The idea of requiring site-neutral payments in Medicare -- in which providers would be reimbursed at the same rate for performing the same service, regardless of where it's performed -- appears to be gaining steam on Capitol Hill.
"We are decreasing the out-of-pocket expense for someone receiving the exact same care at the same doctor's office with the same equipment and the same nurse" in cases where the cost of the service increased after the hospital bought the doctor's practice, Sen. Bill Cassidy, MD (R-La.), said Wednesday at a site-neutral payment event sponsored by Politico and the Leukemia & Lymphoma Society. Cassidy, ranking member of the Senate Health, Education, Labor, & Pensions (HELP) Committee, was referring to a bill which he and Sen. Maggie Hassan (D-N.H.) are developing.
Hospitals, which have been receiving higher payments for services performed at physician practices they own, as compared with independent physician practices, "have been concerned about the impact of these reforms on their finances," Zachary Levinson, project director of the KFF Project on Hospital Costs, said during a separate panel at the event. "Hospitals have argued that the higher rates that they receive are commensurate with the higher costs of providing care in hospitals, as well as the costs of providing certain essential services, like 24/7 emergency care. And there's also a concern that just as these reforms would save money for the government, they'd also be reducing revenues for hospitals, and that could have implications for patient access to care."
Under the that Cassidy and Hassan released last month, options for increasing site-neutral payment for services provided to Medicare beneficiaries include:
- Removing "grandfathered" facilities from current site-neutral laws. The Bipartisan Budget Act of 2015 included a provision that implemented site-neutral payment in some hospital outpatient departments at rates comparable to physician rates, but the legislation contained an exemption for existing facilities. The law appeared to have little effect on Medicare outpatient spending, according to recent estimates, the framework noted. Cassidy and Hassan suggest eliminating the exemption.
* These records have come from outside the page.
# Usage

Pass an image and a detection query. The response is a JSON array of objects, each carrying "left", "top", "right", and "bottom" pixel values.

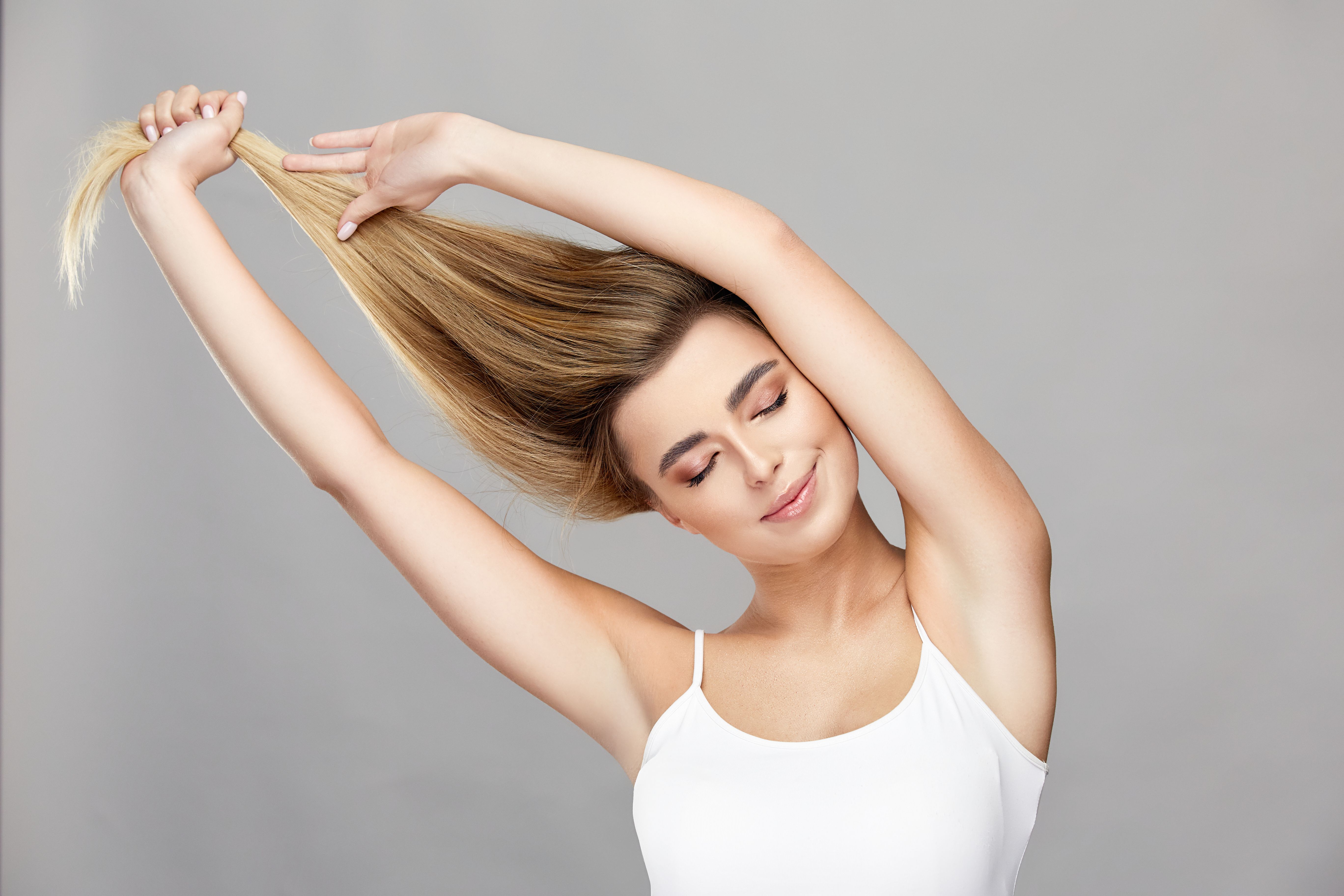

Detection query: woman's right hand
[
  {"left": 121, "top": 85, "right": 247, "bottom": 194},
  {"left": 282, "top": 112, "right": 482, "bottom": 239}
]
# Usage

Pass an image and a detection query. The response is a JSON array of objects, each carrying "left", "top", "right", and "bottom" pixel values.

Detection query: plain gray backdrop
[{"left": 3, "top": 0, "right": 1344, "bottom": 896}]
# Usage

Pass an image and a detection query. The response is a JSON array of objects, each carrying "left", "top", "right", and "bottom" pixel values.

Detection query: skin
[{"left": 121, "top": 86, "right": 1055, "bottom": 781}]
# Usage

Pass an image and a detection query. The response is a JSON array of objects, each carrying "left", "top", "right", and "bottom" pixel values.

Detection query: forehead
[{"left": 616, "top": 314, "right": 788, "bottom": 463}]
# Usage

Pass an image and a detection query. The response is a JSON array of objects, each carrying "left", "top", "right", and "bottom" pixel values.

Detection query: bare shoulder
[
  {"left": 587, "top": 583, "right": 695, "bottom": 781},
  {"left": 906, "top": 525, "right": 1055, "bottom": 760}
]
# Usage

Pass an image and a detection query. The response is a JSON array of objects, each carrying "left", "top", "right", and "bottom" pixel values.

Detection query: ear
[{"left": 649, "top": 500, "right": 700, "bottom": 535}]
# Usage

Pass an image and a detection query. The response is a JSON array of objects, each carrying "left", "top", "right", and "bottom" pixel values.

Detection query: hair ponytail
[{"left": 60, "top": 121, "right": 765, "bottom": 520}]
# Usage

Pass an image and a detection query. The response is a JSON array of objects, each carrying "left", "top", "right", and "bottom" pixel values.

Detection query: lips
[{"left": 761, "top": 463, "right": 817, "bottom": 523}]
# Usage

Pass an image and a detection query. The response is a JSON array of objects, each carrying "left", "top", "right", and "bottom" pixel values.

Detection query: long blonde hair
[{"left": 60, "top": 121, "right": 765, "bottom": 520}]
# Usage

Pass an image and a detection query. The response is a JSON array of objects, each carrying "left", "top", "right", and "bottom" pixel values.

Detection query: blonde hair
[{"left": 60, "top": 121, "right": 765, "bottom": 520}]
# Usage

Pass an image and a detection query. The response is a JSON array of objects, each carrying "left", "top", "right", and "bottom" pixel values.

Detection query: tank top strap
[
  {"left": 691, "top": 629, "right": 704, "bottom": 688},
  {"left": 910, "top": 604, "right": 929, "bottom": 644}
]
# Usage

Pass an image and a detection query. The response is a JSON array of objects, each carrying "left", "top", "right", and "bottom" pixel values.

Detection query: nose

- Establishing site-neutral payment rates for services performed outside the hospital. The framework cites a from the Medicare Payment Advisory Commission (MedPAC) that proposed to reimburse services commonly provided outside of the hospital at one rate under Medicare; the current payment system uses different rates based on the site of care. "This reform would impose the lower non-hospital rate -- physician or ambulatory -- for services that are most commonly performed in either a physician [office] or ambulatory setting," according to the framework. The provision, if adopted, would require the HHS secretary to identify procedures that are safely and commonly performed in a hospital setting, ambulatory surgical center, or physician's office, and to set a single rate for each service according to where it was most commonly performed as reflected in 4 years of data.
- Reinvesting in rural and safety-net hospitals. The framework presents several options for ensuring that rural and safety-net hospitals won't be too badly hurt financially under a site-neutral payment policy that would lower payments to hospitals for some procedures. The options include giving Medicare payment bonuses to hospitals that operate Level I or II trauma centers, obstetrics departments, burn units, neonatal intensive care units, and emergency psychiatric services -- many of which generate less revenue than they require to operate -- and giving financial incentives to hospitals to encourage them to move into payment models involving both upside reward and downside risk. "We go to site-neutral payment, but for those rural hospitals, we plow money back into you," Cassidy said. "If you're an urban safety-net hospital, we put money back into you."
The Cassidy-Hassan framework is not the only site-neutral payment effort in Congress right now. In December 2023, the House passed the , which would lower Medicare payments for drug administration provided at off-campus hospital outpatient departments, said Levinson. The bill, which was sponsored by Rep. Cathy McMorris Rodgers (R-Wash.) and co-sponsored by Rep. Frank Pallone (D-N.J.) has yet to see action in the Senate.
Beth Feldpush, DrPH, senior vice president of advocacy and policy for America's Essential Hospitals, a trade group for safety-net hospitals, said she often talks about financing for her member hospitals as "looking sort of like a Jenga tower" in which the hospitals piece together funding from a variety of sources, including Disproportionate Share Hospital funding, graduate medical education funding, 340B drug discounts, and other sources. "You get a structure and it stands and it's not sturdy, but what happens is, when you start to pull out all of those little planks -- it could be just one plank -- but it all starts to wobble, and eventually it will fall down," she said.
"We use this terminology -- 'site-neutral' cuts -- but I think that's a false equivalency, because there's nothing neutral about this," she continued, noting that of the site-neutral cuts currently in place, 5% of hospitals take 12% to 14% of the cuts. "This is money coming out of the healthcare system, and it has this disproportionate impact on those safety-net hospitals. I prefer that we focus really on value and making sure that every patient is getting the best care in the right setting. For many, many patients, that's their physician's office ... but some patients, particularly those that are more medically complex or low income and have these higher social needs, they need those services like social workers, language interpreter services, and integrated lab radiology that integrated health system clinics can provide."